If you have a lot of anger or bitterness from past experiences, you may project them on your loved one. For example, if your parents were demanding and authoritative, you may lash out to your loved one when he/she does not follow your high “standard”.

  • Avoidance

Excessive fear toward relationship can happen if a person is traumatic about a bad relationship. This can happen to a person from a broken home or those who got out of an abusive relationship.

  • Oedipal-type transference

This transference type describes people who fall in love with others who resemble their parents (father or mother). While it is not wrong, it can cause you to neglect your partner’s true personality when experienced in excessive level.

These negative transferences can affect relationships in many ways. They may reduce the quality of communication between couples. They can also make people act disproportionately when facing problems with their mates. You must solve your unfinished business or past burden to prevent transference from ruining your relationship.

First Step: Recognizing Transference Signs

How do you know when transference happens? If you are in a relationship, pay attention to signs like these:

  • Obsession toward a relationship, regardless of damages or unending conflicts
  • Persistent demands to change other people to fit expectations
  • Inexplicable repulsion or attraction toward someone, often not based on reality
  • Disappointment from drastic differences between fantasy and reality
  • Making every behavior or word from someone else as a personal thing
  • Strong emotions (positive or negative) when your partner says or does something specific

By recognizing these signs, you understand that you project your past to current relationship. The best action is to find professional and social support that can give outsider’s perspective. They are also helpful when your relationship is toxic and requiring intervention.
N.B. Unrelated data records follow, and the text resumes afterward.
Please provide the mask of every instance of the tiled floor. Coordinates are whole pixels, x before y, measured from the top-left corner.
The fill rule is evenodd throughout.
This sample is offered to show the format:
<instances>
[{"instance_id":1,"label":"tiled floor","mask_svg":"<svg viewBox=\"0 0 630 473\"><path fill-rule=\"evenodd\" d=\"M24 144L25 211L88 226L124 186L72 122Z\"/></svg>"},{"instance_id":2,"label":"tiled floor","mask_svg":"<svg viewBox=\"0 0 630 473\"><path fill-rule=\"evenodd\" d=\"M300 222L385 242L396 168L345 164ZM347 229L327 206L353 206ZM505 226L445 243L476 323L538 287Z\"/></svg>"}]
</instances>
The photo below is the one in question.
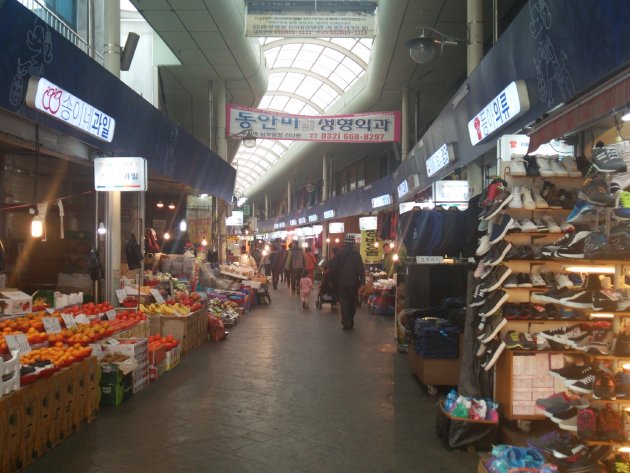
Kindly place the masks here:
<instances>
[{"instance_id":1,"label":"tiled floor","mask_svg":"<svg viewBox=\"0 0 630 473\"><path fill-rule=\"evenodd\" d=\"M472 472L434 434L435 399L363 308L341 330L285 286L224 342L181 365L39 459L39 472Z\"/></svg>"}]
</instances>

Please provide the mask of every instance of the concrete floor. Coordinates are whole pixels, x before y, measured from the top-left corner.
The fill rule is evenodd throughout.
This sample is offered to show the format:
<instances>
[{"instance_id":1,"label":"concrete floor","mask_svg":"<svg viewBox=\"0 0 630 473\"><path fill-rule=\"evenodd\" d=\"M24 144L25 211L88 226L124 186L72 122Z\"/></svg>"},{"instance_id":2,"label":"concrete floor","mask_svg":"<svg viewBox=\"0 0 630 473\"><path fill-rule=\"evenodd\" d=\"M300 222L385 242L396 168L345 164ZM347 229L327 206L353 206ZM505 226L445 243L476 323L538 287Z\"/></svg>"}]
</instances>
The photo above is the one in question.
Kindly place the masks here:
<instances>
[{"instance_id":1,"label":"concrete floor","mask_svg":"<svg viewBox=\"0 0 630 473\"><path fill-rule=\"evenodd\" d=\"M396 352L393 320L303 310L286 286L224 342L39 459L28 473L473 472L434 434L435 398Z\"/></svg>"}]
</instances>

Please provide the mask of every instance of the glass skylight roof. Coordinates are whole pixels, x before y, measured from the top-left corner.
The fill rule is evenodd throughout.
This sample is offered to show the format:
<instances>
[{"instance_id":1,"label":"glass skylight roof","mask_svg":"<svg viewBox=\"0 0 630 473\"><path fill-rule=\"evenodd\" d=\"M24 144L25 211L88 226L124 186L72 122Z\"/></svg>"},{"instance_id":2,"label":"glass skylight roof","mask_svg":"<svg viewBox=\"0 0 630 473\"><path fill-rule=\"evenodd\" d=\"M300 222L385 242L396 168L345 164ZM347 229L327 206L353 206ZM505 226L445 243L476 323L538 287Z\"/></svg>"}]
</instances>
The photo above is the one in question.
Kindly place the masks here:
<instances>
[{"instance_id":1,"label":"glass skylight roof","mask_svg":"<svg viewBox=\"0 0 630 473\"><path fill-rule=\"evenodd\" d=\"M363 75L371 38L261 38L267 59L267 93L258 108L292 115L324 115ZM234 158L235 193L242 195L293 141L257 140Z\"/></svg>"}]
</instances>

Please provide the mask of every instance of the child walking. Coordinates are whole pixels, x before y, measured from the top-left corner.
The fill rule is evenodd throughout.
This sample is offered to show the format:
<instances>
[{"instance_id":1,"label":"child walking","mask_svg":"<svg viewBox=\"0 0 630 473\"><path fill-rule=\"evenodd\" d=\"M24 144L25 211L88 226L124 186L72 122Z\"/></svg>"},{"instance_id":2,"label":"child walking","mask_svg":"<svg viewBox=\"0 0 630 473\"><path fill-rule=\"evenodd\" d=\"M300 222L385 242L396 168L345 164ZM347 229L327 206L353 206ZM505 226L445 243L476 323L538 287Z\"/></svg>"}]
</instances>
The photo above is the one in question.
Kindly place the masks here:
<instances>
[{"instance_id":1,"label":"child walking","mask_svg":"<svg viewBox=\"0 0 630 473\"><path fill-rule=\"evenodd\" d=\"M300 297L302 298L302 308L308 309L308 301L311 297L311 290L313 289L313 280L309 277L307 270L302 271L302 278L300 279Z\"/></svg>"}]
</instances>

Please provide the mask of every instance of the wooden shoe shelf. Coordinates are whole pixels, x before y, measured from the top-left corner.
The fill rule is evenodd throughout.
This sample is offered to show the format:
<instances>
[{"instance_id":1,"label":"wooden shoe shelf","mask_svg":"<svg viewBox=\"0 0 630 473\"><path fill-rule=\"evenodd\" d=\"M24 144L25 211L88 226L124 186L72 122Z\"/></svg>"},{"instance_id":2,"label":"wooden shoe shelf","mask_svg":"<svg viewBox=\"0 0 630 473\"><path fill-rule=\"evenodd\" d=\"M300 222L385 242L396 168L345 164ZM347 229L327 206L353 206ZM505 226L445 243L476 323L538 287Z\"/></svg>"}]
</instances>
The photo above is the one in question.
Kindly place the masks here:
<instances>
[{"instance_id":1,"label":"wooden shoe shelf","mask_svg":"<svg viewBox=\"0 0 630 473\"><path fill-rule=\"evenodd\" d=\"M505 162L500 161L498 169L504 180L508 182L510 190L514 186L537 187L540 189L544 181L552 182L556 185L556 189L563 188L566 190L576 191L582 184L582 178L570 177L515 177L509 174L509 169L505 169ZM507 163L509 165L509 162ZM503 169L502 169L503 167ZM563 220L569 214L570 210L566 209L512 209L506 207L503 210L516 220L523 218L539 218L544 214L554 217L556 222ZM562 233L543 233L543 232L515 232L508 233L505 239L512 245L544 245L556 241L563 236ZM585 260L585 259L529 259L529 260L504 260L503 264L510 267L513 273L525 272L531 273L536 266L545 266L546 271L550 272L566 272L565 267L584 266L584 265L604 265L615 269L615 273L611 274L613 284L617 288L628 287L623 281L624 266L630 266L630 261L625 260ZM531 296L534 292L546 292L546 287L514 287L502 288L508 294L508 302L520 303L531 302ZM586 312L589 310L576 309L577 311ZM602 311L605 312L605 311ZM611 321L613 330L618 333L620 326L624 323L625 317L630 317L630 311L615 311L610 319L589 319L589 320L548 320L548 319L510 319L507 325L501 330L504 335L508 330L517 332L537 333L555 327L568 326L577 323L592 323L601 320ZM630 319L627 321L630 326ZM582 351L566 350L566 351L537 351L522 349L505 349L495 366L495 400L499 403L499 410L502 417L510 420L518 421L538 421L546 419L541 410L536 409L535 402L538 398L548 397L549 395L565 390L562 380L543 373L544 369L560 368L564 365L566 355L591 356L594 359L602 360L612 364L612 368L617 370L622 360L630 360L630 357L618 357L613 355L589 355ZM610 403L620 411L624 407L630 405L630 399L617 401L599 401L593 400L593 405L605 405ZM623 444L614 442L588 442L591 445L630 445L630 442Z\"/></svg>"}]
</instances>

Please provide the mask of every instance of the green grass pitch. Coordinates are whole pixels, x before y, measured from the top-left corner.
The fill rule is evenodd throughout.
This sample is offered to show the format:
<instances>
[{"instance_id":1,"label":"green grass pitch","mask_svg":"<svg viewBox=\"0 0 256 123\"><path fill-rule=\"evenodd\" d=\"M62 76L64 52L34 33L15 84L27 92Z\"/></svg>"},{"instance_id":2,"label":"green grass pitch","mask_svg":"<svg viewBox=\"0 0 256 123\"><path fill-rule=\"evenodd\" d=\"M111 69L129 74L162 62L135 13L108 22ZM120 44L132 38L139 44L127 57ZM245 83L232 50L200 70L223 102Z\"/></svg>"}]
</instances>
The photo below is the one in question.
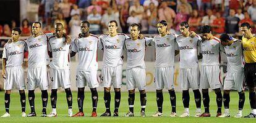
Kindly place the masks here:
<instances>
[{"instance_id":1,"label":"green grass pitch","mask_svg":"<svg viewBox=\"0 0 256 123\"><path fill-rule=\"evenodd\" d=\"M126 91L126 92L125 92ZM49 91L49 97L50 92ZM77 103L77 92L73 92L73 113L76 113L78 111ZM0 117L0 122L119 122L119 123L137 123L137 122L255 122L255 119L245 119L245 118L234 118L234 116L237 111L238 106L238 94L236 92L231 93L230 102L230 112L231 117L229 118L216 118L215 117L216 111L216 104L215 101L215 94L214 92L210 92L210 113L211 117L194 117L195 111L195 104L194 100L194 94L190 93L190 117L170 117L169 114L171 113L171 104L169 101L169 93L164 93L164 104L163 113L164 116L162 117L152 117L151 116L156 111L156 102L155 93L147 93L147 102L146 108L146 117L140 117L140 103L139 99L139 93L135 93L135 101L134 106L134 113L135 116L134 117L124 117L122 116L128 111L127 98L128 94L126 90L122 90L121 106L119 108L119 117L90 117L92 111L92 101L90 92L85 92L85 99L84 101L83 110L85 112L85 117L67 117L67 104L66 103L66 93L64 92L58 92L57 101L57 113L56 117L41 117L41 93L38 92L36 93L35 98L35 108L38 116L36 117L22 117L20 103L19 95L17 92L14 91L11 95L11 105L10 105L10 117L2 118ZM27 105L26 113L30 113L30 109L27 99L27 93L26 93ZM181 93L176 92L177 96L177 113L178 116L181 115L184 111ZM0 114L2 115L5 113L4 110L4 92L0 92ZM248 93L245 93L245 103L243 110L243 115L247 115L250 111L249 104ZM105 105L103 101L103 92L99 92L99 101L98 103L97 113L100 116L105 111ZM114 107L114 93L111 93L111 111L113 111ZM203 111L203 105L202 103L202 109ZM48 100L48 105L47 108L47 113L49 114L51 111L51 103L49 98ZM223 112L224 109L223 109Z\"/></svg>"}]
</instances>

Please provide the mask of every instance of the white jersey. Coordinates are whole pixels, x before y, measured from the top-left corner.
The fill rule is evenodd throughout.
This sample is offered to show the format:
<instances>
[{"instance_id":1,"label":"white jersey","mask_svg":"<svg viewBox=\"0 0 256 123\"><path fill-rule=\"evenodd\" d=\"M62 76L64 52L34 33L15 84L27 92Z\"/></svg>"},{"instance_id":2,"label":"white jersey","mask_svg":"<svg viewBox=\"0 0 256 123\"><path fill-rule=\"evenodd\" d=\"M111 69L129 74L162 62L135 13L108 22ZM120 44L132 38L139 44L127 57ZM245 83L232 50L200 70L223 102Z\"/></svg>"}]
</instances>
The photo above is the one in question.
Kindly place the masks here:
<instances>
[{"instance_id":1,"label":"white jersey","mask_svg":"<svg viewBox=\"0 0 256 123\"><path fill-rule=\"evenodd\" d=\"M129 38L124 34L119 33L111 37L103 34L100 36L98 48L103 50L103 67L116 67L122 65L122 50L124 41Z\"/></svg>"},{"instance_id":2,"label":"white jersey","mask_svg":"<svg viewBox=\"0 0 256 123\"><path fill-rule=\"evenodd\" d=\"M240 40L233 39L233 43L231 46L224 47L226 56L228 60L227 71L230 72L242 72L243 61L242 42Z\"/></svg>"},{"instance_id":3,"label":"white jersey","mask_svg":"<svg viewBox=\"0 0 256 123\"><path fill-rule=\"evenodd\" d=\"M215 37L211 40L202 41L200 43L201 51L203 55L202 65L219 65L220 62L220 41Z\"/></svg>"},{"instance_id":4,"label":"white jersey","mask_svg":"<svg viewBox=\"0 0 256 123\"><path fill-rule=\"evenodd\" d=\"M27 39L28 68L37 68L49 64L48 37L46 34L42 34L36 38L32 36Z\"/></svg>"},{"instance_id":5,"label":"white jersey","mask_svg":"<svg viewBox=\"0 0 256 123\"><path fill-rule=\"evenodd\" d=\"M73 42L71 50L78 52L77 71L98 70L98 38L93 34L77 38Z\"/></svg>"},{"instance_id":6,"label":"white jersey","mask_svg":"<svg viewBox=\"0 0 256 123\"><path fill-rule=\"evenodd\" d=\"M2 58L6 58L6 68L22 66L25 45L24 41L6 43L4 45Z\"/></svg>"},{"instance_id":7,"label":"white jersey","mask_svg":"<svg viewBox=\"0 0 256 123\"><path fill-rule=\"evenodd\" d=\"M144 57L146 46L150 43L151 40L147 38L142 39L132 40L127 39L125 45L127 52L127 69L135 67L146 68Z\"/></svg>"},{"instance_id":8,"label":"white jersey","mask_svg":"<svg viewBox=\"0 0 256 123\"><path fill-rule=\"evenodd\" d=\"M194 38L184 37L180 35L176 38L179 50L179 68L189 68L198 66L197 47L201 38L197 35Z\"/></svg>"},{"instance_id":9,"label":"white jersey","mask_svg":"<svg viewBox=\"0 0 256 123\"><path fill-rule=\"evenodd\" d=\"M53 52L53 60L49 66L56 69L69 69L70 46L64 44L65 38L56 36L49 39L49 51Z\"/></svg>"},{"instance_id":10,"label":"white jersey","mask_svg":"<svg viewBox=\"0 0 256 123\"><path fill-rule=\"evenodd\" d=\"M173 66L174 65L175 49L177 47L176 36L166 34L161 37L155 36L152 44L155 49L155 67Z\"/></svg>"}]
</instances>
Tips to Deal with Transference in Relationships

If your relationship is toxic and causing you (or your partner) to receive abuse, consider asking for help in breaking it. However, if the transference happens in a relationship that can still be fixed, you and your partner can work on it. Here are several tips to stop projecting the past and start focusing on the now:

  • Conduct reality check on your transference

Make the cause of your transference clear by asking an honest question, such as “Who my partner resembles?” Write down the question and the answer in a journal. Give detailed descriptions of things that make them similar. It will provide written proof of your transference cause.

  • Ask your partner about his/her feeling

Sit down with your partner and ask about how he/she feels about you. Ask your partner to be honest about certain acts or words that make them feel unappreciated, misunderstood, blamed, forcibly changed, or other negative feelings.

  • Face your past

Go through memory lane and find out more about what you lack in the past. It may be affection, affirmation, attention, appreciation, or the combination of all. You may need to discuss this with family members or talk with a therapist, because your memories or repression may cloud your judgment.

Once this problem is realized, try visiting a couple therapist with your spouse. If your relationship is worth saving, you must work together to solve the transference problem.

Transference in relationships causes people to see their partners or connections in unrealistic ways. Recognize this problem to have a healthier, more realistic relationship goal.